Une scène troublante vers la fin du film: Tony Starck contemple en face de lui le masque brisé de son armure. Tel un Hamlet qui s’interroge sur son devenir en regardant un crâne, le héros traverse une crise existentielle. Il doit faire face à l’angoisse, sentiment sans objet précis, peur du vide… Le trou laissé par les envahisseurs d’Avengers n’a donc pas été complètement résorbé, le monde héroïque risque de tomber lui aussi dans le néant, en témoigne ces armures creuses, sans âmes et qui tout au long du film explosent ou se désagrègent.
L’armure questionne aussi son créateur ingénieux, et finalement dépossédé. Là aussi le film est habile lorsqu’il donne à voir le lien affectif entre Starck et ses créations à la fois cocons et exuvies. Mais le costume ne se laisse plus facilement endossé et il expulse à plusieurs reprises son propriétaire, à la manière d’un refoulement freudien. L’identité entre le héros et la machine n’est plus : « je est un autre ».

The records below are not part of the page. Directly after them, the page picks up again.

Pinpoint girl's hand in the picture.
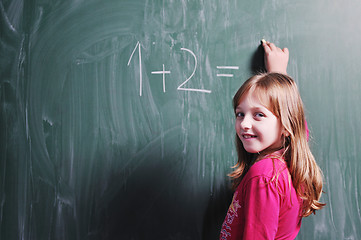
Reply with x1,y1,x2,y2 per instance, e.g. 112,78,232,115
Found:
262,41,289,74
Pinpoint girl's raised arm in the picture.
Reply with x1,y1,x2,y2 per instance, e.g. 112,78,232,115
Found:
262,40,289,75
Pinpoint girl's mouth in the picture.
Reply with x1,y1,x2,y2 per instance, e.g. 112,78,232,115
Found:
242,134,257,139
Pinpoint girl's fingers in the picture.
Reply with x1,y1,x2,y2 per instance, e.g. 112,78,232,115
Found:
268,43,277,51
282,48,290,56
262,42,271,53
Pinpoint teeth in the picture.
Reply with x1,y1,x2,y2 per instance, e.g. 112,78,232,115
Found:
243,135,256,139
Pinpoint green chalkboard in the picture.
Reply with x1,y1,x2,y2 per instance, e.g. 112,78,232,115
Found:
0,0,361,240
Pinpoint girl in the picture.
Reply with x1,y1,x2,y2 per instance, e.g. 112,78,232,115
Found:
220,42,325,240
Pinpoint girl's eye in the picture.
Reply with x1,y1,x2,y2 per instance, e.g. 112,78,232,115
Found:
255,113,265,118
236,112,244,118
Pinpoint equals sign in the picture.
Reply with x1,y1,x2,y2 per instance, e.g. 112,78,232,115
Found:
217,66,239,77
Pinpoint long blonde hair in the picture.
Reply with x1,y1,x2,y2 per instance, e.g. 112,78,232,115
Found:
229,73,325,216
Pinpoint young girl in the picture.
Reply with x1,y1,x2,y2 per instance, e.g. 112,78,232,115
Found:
220,42,325,240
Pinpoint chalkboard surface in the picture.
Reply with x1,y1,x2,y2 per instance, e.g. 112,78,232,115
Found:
0,0,361,240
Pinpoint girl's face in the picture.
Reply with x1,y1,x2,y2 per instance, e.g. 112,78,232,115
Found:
235,93,283,153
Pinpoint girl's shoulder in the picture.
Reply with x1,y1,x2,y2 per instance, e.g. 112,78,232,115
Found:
244,155,289,182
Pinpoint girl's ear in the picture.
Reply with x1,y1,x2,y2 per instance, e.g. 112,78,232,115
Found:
282,129,290,137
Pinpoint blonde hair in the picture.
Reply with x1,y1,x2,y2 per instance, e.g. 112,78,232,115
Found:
229,73,325,217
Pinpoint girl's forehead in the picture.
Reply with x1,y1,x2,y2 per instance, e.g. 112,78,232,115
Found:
238,89,269,108
237,91,268,109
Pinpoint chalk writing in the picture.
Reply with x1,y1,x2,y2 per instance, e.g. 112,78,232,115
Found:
152,64,170,92
127,41,239,96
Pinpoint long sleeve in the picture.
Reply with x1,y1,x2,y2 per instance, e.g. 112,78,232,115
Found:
243,176,281,240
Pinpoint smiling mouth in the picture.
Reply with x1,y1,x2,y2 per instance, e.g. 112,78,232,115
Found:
242,134,257,139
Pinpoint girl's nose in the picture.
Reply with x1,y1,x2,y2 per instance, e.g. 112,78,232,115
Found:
241,117,252,130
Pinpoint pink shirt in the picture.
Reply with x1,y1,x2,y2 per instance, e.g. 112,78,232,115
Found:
220,155,302,240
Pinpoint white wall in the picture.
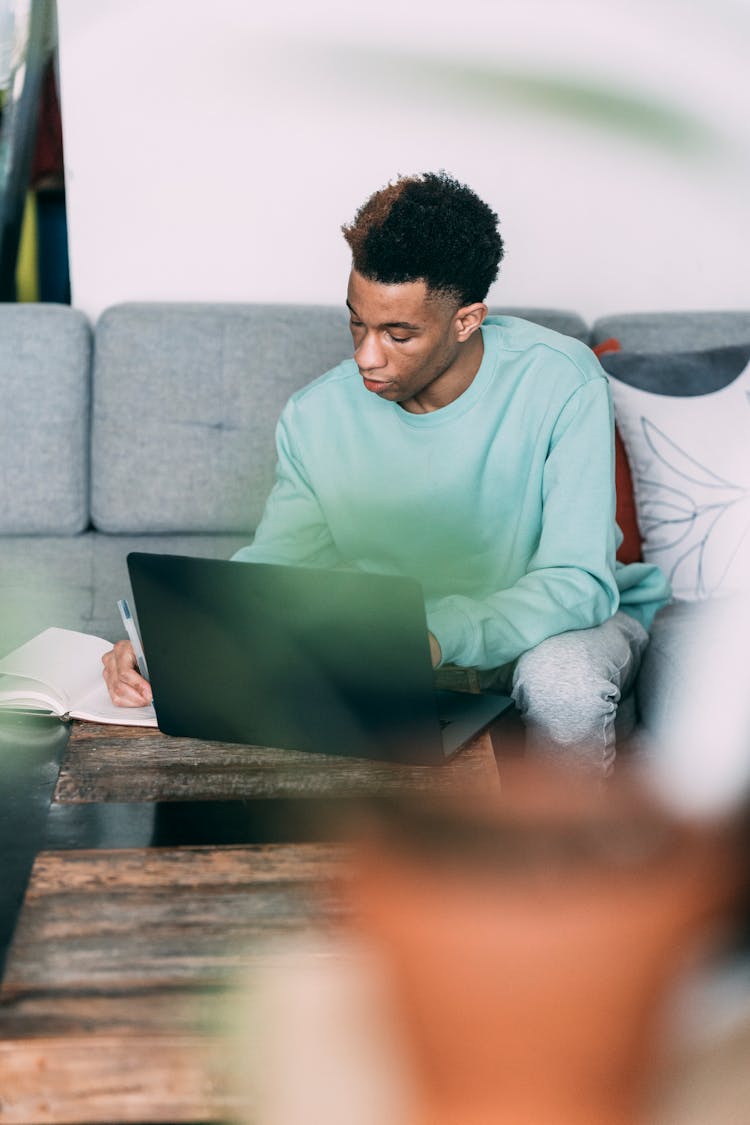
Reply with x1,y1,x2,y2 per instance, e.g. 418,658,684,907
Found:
58,0,750,318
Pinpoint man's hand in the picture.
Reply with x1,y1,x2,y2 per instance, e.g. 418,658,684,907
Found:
427,632,443,668
101,640,153,707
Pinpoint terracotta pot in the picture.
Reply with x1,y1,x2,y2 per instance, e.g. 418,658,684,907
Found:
351,764,739,1125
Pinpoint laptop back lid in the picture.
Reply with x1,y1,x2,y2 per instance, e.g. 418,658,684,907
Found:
128,552,444,764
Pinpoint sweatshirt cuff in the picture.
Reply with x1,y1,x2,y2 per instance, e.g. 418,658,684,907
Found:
427,605,470,668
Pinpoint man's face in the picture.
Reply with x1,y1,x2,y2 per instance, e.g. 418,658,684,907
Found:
346,270,460,405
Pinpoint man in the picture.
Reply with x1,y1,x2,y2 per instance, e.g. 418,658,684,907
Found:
105,172,669,772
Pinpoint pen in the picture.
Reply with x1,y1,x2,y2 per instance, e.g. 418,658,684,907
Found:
117,597,148,680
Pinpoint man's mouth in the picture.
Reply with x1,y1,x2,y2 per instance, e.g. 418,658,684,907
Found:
362,376,391,395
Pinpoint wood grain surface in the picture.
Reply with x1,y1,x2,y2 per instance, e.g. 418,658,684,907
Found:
54,722,498,803
0,844,346,1125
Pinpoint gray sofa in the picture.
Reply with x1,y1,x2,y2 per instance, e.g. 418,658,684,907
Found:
0,304,750,729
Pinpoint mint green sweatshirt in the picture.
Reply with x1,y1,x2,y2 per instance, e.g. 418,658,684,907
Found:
234,316,669,668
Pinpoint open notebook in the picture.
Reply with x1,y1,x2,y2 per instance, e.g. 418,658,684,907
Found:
0,628,156,727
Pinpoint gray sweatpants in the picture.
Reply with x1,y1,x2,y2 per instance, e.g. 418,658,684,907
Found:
480,611,649,774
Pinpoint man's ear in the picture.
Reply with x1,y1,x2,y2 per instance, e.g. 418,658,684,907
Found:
455,300,487,343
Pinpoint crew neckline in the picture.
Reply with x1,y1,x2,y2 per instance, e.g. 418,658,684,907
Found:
390,324,499,429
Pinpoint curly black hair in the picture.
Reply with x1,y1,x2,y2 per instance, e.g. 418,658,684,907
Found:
342,171,504,305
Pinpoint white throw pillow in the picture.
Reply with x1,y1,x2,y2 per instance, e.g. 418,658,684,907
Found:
605,348,750,601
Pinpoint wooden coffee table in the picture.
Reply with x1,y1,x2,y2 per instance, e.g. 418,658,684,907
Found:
0,723,499,1125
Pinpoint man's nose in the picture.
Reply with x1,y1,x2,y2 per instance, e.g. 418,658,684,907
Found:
354,332,387,371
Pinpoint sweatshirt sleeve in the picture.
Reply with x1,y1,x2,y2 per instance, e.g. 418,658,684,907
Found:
427,377,618,668
232,399,340,567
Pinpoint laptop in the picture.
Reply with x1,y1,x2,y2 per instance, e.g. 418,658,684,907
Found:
127,552,510,764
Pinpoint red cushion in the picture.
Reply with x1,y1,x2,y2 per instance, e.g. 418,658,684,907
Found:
594,339,642,563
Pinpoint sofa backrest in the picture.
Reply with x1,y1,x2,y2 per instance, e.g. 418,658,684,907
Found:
591,311,750,353
0,304,91,536
489,305,590,343
91,304,351,532
91,304,588,533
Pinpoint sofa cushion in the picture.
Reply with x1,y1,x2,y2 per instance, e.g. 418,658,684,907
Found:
602,344,750,600
91,304,351,532
0,305,91,536
489,305,589,343
591,312,750,354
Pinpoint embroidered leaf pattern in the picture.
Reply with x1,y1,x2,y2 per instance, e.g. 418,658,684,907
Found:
635,414,750,599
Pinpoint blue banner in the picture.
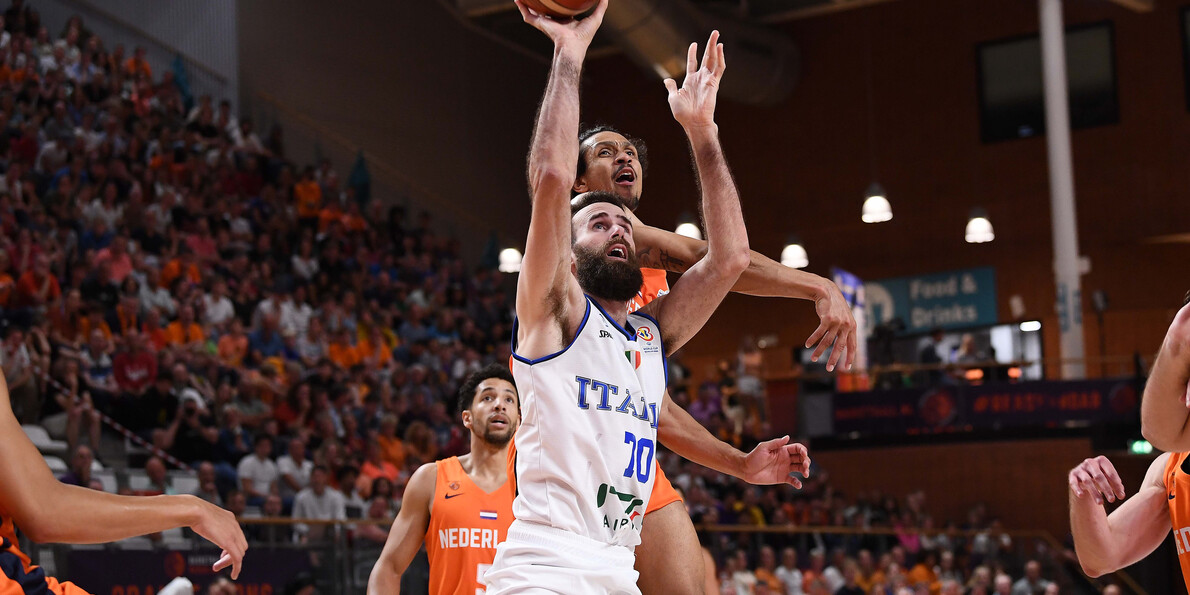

Tout est donc question de dualité et de mise en scène. Les héros sont des armures vides et l’ennemi n’est aussi qu’un acteur, engagé pour jouer le rôle du méchant. C’est derrière ces masques désincarnés que se trouvent les véritables auteurs, ceux qui tirent les ficelles et écrivent leur destin à travers des choix tragiques. Les véritables héros n’ont pas besoin de l’armure pour embrasser le bien et se sacrifier; le véritable méchant n’a pas non plus à se déguiser, le mal irradie de sa personne.
Les scènes d’action sont donc secondaires, ce qui se joue, ce sont des drames intérieurs. Et si le film avait été plus courageux, le héros aurait dû, comme Hamlet, tout perdre pour enfin se retrouver. Mais il n’y laisse finalement qu’un artifice: un “cœur aimant”.